MS in Harmony Makes Music Therapy More Accessible to Patients
Whether we are aware of it or not, music infiltrates every part of our daily lives. It may be as subtle and inadvertent as music playing in the background at the grocery store or as obvious and intentional as jamming to tunes on our own playlists. But music also can serve another more therapeutic purpose.
Music therapy can be used to help manage symptoms of central nervous system diseases, including multiple sclerosis (MS). It may help improve mental and emotional health, help with cognition and memory, and increase communication and social skills, among other benefits.
With these benefits in mind, Bristol Myers Squibb and the American Music Therapy Association collaborated to launch a website called MS in Harmony where MS patients can go to access a variety of videos, resources, and educational materials related to music therapy.

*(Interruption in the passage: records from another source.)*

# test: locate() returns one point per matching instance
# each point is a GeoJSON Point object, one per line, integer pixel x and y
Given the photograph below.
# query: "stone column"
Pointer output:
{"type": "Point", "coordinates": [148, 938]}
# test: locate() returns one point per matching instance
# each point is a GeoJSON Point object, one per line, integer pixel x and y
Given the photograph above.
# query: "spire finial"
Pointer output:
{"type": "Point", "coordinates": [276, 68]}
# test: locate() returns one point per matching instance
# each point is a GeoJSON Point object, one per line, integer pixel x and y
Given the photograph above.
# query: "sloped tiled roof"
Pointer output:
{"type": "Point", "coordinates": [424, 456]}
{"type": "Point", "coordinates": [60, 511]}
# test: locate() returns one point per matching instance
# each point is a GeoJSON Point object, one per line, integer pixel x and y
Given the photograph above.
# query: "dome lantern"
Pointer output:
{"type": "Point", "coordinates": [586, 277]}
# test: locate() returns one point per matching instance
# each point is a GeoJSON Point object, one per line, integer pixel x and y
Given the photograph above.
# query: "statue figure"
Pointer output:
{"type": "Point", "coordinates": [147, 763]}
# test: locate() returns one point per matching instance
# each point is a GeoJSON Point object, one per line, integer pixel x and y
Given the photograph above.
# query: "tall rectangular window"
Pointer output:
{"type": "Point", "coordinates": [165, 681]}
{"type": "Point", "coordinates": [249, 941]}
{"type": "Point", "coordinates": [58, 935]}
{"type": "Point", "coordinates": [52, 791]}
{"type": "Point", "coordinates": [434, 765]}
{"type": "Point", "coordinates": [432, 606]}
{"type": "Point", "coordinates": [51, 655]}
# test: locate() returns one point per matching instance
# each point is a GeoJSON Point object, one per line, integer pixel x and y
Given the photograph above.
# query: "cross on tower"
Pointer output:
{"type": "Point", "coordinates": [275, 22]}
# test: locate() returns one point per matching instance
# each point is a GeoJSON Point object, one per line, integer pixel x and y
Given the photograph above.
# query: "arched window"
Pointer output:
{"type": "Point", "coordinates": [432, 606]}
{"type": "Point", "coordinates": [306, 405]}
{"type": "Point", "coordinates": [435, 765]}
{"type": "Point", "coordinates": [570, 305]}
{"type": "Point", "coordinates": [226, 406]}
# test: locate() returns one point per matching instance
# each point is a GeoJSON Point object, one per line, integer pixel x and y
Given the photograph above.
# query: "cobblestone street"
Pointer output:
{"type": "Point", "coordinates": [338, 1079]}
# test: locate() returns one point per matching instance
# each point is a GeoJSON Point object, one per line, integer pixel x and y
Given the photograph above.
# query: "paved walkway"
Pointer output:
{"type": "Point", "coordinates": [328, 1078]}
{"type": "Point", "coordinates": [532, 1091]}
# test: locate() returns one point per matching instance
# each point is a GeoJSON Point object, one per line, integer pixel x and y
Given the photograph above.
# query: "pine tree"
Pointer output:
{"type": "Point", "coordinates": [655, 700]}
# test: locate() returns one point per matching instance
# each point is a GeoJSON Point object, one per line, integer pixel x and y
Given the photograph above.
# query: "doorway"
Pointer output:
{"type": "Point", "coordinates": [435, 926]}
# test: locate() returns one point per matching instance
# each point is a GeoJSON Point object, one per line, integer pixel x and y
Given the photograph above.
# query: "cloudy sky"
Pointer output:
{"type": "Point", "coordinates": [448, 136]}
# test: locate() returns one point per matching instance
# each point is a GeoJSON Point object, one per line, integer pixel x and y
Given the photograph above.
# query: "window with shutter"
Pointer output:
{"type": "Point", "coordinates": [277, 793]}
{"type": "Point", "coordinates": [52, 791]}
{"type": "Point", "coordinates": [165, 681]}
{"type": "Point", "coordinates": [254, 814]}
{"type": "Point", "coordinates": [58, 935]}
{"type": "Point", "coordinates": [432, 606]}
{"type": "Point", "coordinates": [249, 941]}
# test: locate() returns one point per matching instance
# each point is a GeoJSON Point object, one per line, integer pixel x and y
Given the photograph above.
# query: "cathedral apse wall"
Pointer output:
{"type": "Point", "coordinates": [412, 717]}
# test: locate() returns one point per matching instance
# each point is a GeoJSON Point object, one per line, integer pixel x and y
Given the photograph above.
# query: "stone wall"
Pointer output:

“The inspiration comes from taking a holistic approach to understanding the experience of patients living with MS inclusive of their physical, mental, and emotional needs,” Tina Deignan, PhD, senior vice president and U.S. business unit head for immunology at Bristol Myers Squibb, said in an emailed statement to Multiple Sclerosis News Today. “MS in Harmony was specifically developed to educate people with MS and their loved ones about how music therapy may help people achieve mind-body harmony through the potential impact that it has on physical and mental function.”
The MS in Harmony website hosts 28 instructional videos that walk users through music therapy practices in body, mind, and soul segments. Deignan expects to add more programming in 2022.
Additionally, on the website’s resources page, users can access MS in Harmony’s Spotify playlists, which range from motivational music to songs that encourage movement to Latin rhythms. MS in Harmony also lists organizations for people with MS and ways to get involved in music therapy.
The educational videos include MS-focused music therapy sessions with board-certified music therapists. These sessions are pre-recorded and available for free. While MS patients may find the videos helpful and enjoyable, they should not be considered a substitute for personalized sessions, according to the website.
In some of the videos, actor and singer Ben Platt, star of the musical “Dear Evan Hansen,” and his sister-in-law Courtney Platt, a professional dancer who was diagnosed with relapsing-remitting MS in 2012, join the therapists to help demonstrate some of the techniques. Both are paid consultants for MS in Harmony.
Courtney Platt, who made appearances in the popular TV shows “Glee” and “So You Think You Can Dance,” is now a mother to a 2-year-old boy, a choreographer, and an on-demand instructor for fitness company CLMBR. She’s used the segments on MS in Harmony to combine her health with her love of music.
“I have always been moved by music,” Platt, 33, said in a phone interview with Multiple Sclerosis News Today. “Music moves many different ways and so to actually use it as a tool in an organized way is really cool.”
Platt said she’s been able to use music to manage some of her most difficult symptoms, such as fatigue, brain fog, and anxiety. In one module that Platt filmed for MS in Harmony, the music therapist played a song and had Platt explain how she felt when she heard it.
“It was crazy because I don’t like meditating,” she said. “I am not a person that just sits still. It was this form of meditation and trance putting me and my brain somewhere else. That was really amazing.”
She’s found other ways that music has helped her, especially with cognitive function, including creating a song to help remember a to-do or grocery list. In some patients with MS, speech can be affected. Though she jokes that her husband, Jonah, and brother-in-law Ben are the singers of the family, she’s been able to strengthen her voice through singing.
Science has begun to back up some of the benefits of music therapy. One study out of the University of Ghent in Belgium found a small group of patients with MS walked better and faster while listening to music. Another study reported that motor imagery, in which a person imagines doing an activity without actually doing it, set to musical and verbal cues may improve walking speed and distance, and lessen feelings of fatigue in people with MS.
MS in Harmony also has a segment about gait and music, featuring certified music therapist Betsy Hartman and Ben Platt.
“Music therapy has long been used as part of comprehensive disease management plans for people living with central nervous system diseases, like MS,” Hartman said. “There’s a growing body of research on the potential benefits of music therapy for people living with MS and the impact it may have on both physical and mental function.”
For Courtney Platt, what makes MS in Harmony unique compared with other programs is that it can fit the schedule of a busy mother like her. While she hasn’t had a chance to pursue music therapy outside of MS in Harmony, it’s a resource to which she can constantly return. The virtual setting allows anyone to do it from anywhere with an internet connection.
In one of her favorite modules, she was asked to describe a few things she loves about herself and turn that into a song. It was cathartic for her.
“If one day I wake up and I can’t walk, there are a thousand things going through your brain that in a dark moment make you feel like damaged goods,” she said. “I’m extremely hard on myself so to me, it’s something that I try to do all the time to remind myself I am not damaged goods just because I have MS.”